I am reading about Bott Periodicity in Atiyah's "K-Theory". He states a Corollary
$K^{-2}(point) = K^2(S^2)\cong \mathbb{Z}$, generated by the Bott generator $b$.
Then he says that
This corollary amounts to the statement that $\pi_1(U(1))\rightarrow \varinjlim_n \pi_1(U(n))$ is an isomorphism.
I know that since $S^1$ is compact and $U(n)\subseteq U(n+1)$ is closed, $\varinjlim_n[S^1,U(n)]\cong [S^1, U]\cong \tilde{K}(\Sigma S^1)=\tilde{K}(S^2)$. I know $\tilde{K}(S^2) = K^{-2}(point)$ is cyclic generated by $b$.

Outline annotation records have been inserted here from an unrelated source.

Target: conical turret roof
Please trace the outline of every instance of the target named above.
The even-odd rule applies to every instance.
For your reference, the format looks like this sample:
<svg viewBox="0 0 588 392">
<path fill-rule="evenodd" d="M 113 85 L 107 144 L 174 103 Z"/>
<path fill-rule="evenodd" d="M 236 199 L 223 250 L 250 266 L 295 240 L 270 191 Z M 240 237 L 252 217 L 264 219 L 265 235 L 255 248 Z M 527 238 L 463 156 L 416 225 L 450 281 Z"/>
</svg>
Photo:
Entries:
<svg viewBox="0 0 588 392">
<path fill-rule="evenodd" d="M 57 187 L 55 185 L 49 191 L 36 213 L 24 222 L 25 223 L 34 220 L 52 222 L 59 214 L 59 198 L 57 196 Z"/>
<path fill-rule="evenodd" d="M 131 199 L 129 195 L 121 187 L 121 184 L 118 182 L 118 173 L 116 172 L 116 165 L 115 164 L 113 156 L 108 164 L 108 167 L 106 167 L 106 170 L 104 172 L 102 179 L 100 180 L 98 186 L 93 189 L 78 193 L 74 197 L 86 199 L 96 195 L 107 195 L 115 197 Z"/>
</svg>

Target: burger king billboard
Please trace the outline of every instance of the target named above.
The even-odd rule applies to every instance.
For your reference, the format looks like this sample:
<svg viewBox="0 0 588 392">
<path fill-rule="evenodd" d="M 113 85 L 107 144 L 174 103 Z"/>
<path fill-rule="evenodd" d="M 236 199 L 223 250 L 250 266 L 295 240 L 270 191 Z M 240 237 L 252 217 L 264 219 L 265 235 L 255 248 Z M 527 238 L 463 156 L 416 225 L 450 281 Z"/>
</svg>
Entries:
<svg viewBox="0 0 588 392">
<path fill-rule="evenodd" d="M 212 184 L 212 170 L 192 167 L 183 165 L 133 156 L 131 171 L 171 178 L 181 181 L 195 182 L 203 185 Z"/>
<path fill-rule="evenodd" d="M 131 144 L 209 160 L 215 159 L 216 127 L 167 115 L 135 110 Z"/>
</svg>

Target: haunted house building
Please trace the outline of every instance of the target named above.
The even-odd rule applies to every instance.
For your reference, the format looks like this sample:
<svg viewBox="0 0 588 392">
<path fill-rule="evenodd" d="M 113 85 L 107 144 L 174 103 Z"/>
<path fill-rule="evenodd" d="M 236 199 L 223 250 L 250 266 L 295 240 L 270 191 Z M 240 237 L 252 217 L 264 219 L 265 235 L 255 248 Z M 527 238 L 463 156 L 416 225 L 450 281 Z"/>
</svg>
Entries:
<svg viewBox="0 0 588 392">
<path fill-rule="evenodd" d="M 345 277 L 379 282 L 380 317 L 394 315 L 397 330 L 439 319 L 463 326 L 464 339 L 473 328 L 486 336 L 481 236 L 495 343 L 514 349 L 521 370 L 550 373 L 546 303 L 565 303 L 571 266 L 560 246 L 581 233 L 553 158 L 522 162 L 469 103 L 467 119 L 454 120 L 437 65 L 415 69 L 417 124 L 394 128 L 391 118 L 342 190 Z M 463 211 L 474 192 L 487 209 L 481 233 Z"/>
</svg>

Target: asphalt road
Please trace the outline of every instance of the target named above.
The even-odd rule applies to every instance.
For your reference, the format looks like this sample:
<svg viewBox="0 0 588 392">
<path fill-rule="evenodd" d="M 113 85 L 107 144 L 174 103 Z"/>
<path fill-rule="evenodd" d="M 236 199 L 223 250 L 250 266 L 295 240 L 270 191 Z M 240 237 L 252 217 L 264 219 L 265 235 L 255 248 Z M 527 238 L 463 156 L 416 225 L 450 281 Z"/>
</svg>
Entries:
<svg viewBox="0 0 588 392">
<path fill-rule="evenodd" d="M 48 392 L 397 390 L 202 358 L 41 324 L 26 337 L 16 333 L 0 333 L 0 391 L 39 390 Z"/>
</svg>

I also see why the first corollary is true since $K^{-2}(point)\cong K(point)$ by Bott periodicity, then $K(point)\cong K(S^2\times point)\cong K(S^2)\cong K^{2}(S^2)$ by more Bott periodicity.
$\pi_1(U(1))$ is certainly also $\mathbb{Z}$, so I guess I see that they are isomorphic. But what is this map exactly, and how, precisely does it correspond to the Bott map?